Appellante heeft uitsluitend aangevoerd dat het oordeel van de rechtbank inconsistent is omdat de rechtbank bij de beoordeling van de herziening en de terugvordering uitgaat van het ‘formulier wijzigingen Wet werk en bijstand’ en het daarin vermelde telefoongesprek op
18 juli 2012 en bij de beoordeling van de maatregel ervan uitgaat dat appellante niet eerder dan op 10 oktober 2012 melding heeft gemaakt van de inwoning van [naam] . Dit berust op een verkeerde lezing van de aangevallen uitspraak. De rechtbank heeft in overweging 9 van de aangevallen uitspraak melding gemaakt van het op 18 juli 2012 ondertekende formulier ‘wijzigingen Wet werk en bijstand’ en de daarop onder 7 vermelde opmerking dat zij de inwoning en inschrijving van [naam] op haar woonadres op die datum ook telefonisch heeft gemeld op 18 juli 2012. De rechtbank heeft op grond hiervan in samenhang met de overige gegevens voldoende aanknopingspunten aanwezig geacht om het standpunt van het dagelijks bestuur, dat [naam] met ingang van 18 juli 2012 bij appellante inwoonde, te onderschrijven.

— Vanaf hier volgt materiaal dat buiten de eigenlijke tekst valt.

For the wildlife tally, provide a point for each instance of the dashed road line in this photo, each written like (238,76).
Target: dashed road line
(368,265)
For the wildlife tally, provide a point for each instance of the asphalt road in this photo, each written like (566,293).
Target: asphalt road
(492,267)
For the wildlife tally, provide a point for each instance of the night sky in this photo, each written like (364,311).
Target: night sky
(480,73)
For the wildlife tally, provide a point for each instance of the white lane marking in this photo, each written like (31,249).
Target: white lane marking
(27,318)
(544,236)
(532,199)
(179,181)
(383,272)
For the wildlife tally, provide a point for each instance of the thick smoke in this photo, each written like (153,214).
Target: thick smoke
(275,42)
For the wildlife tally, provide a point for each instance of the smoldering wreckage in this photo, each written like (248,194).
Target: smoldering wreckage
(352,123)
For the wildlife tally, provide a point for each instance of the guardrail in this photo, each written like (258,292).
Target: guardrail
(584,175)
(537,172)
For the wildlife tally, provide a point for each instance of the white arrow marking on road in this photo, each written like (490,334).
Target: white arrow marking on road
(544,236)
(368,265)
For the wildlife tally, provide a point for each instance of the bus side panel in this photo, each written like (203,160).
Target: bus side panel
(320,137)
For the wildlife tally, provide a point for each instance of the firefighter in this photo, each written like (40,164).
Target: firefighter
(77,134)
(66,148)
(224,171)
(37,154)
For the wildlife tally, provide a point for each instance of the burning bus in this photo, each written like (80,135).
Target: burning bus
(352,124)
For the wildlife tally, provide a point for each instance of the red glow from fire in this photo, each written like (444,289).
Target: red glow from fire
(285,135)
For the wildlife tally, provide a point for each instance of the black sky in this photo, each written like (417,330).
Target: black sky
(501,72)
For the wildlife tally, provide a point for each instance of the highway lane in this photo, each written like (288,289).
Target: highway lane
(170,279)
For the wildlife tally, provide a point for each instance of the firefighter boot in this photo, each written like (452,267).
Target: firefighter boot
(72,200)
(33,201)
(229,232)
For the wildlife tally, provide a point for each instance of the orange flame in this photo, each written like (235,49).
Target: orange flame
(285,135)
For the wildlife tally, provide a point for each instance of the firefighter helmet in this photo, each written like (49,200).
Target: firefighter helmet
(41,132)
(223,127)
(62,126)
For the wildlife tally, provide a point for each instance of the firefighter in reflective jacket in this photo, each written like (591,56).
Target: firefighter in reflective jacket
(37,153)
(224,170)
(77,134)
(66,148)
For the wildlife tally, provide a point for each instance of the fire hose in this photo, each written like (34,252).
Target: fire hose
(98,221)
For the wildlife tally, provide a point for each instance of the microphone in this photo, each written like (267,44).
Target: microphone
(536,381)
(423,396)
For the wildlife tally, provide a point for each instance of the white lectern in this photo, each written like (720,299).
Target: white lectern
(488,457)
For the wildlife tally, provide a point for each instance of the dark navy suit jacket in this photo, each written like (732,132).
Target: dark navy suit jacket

Uit 4.4 volgt dat dit niet inhoudt dat de rechtbank ervan uitgaat dat appellante de inwoning van [naam] telefonisch heeft doorgegeven. Uit de datumstempel op het op 18 juli 2012 ondertekende ‘formulier wijzigingen Wet werk en bijstand’ blijkt overigens dat dit pas op
10 juli 2013 bij college is binnengekomen.
4.8.
Uit 4.7 volgt dat het hoger beroep, voor zover dit ziet op de opgelegde maatregel, geen doel treft.
4.9.
Wat onder 4.6 en 4.8 is overwogen brengt mee dat de aangevallen uitspraak zal worden bevestigd.
5. Voor een veroordeling in de proceskosten bestaat geen aanleiding.

BESLISSING

De Centrale Raad van Beroep bevestigt de aangevallen uitspraak.
Deze uitspraak is gedaan door F. Hoogendijk, in tegenwoordigheid van P.C. de Wit als griffier. De beslissing is uitgesproken in het openbaar op 20 oktober 2015.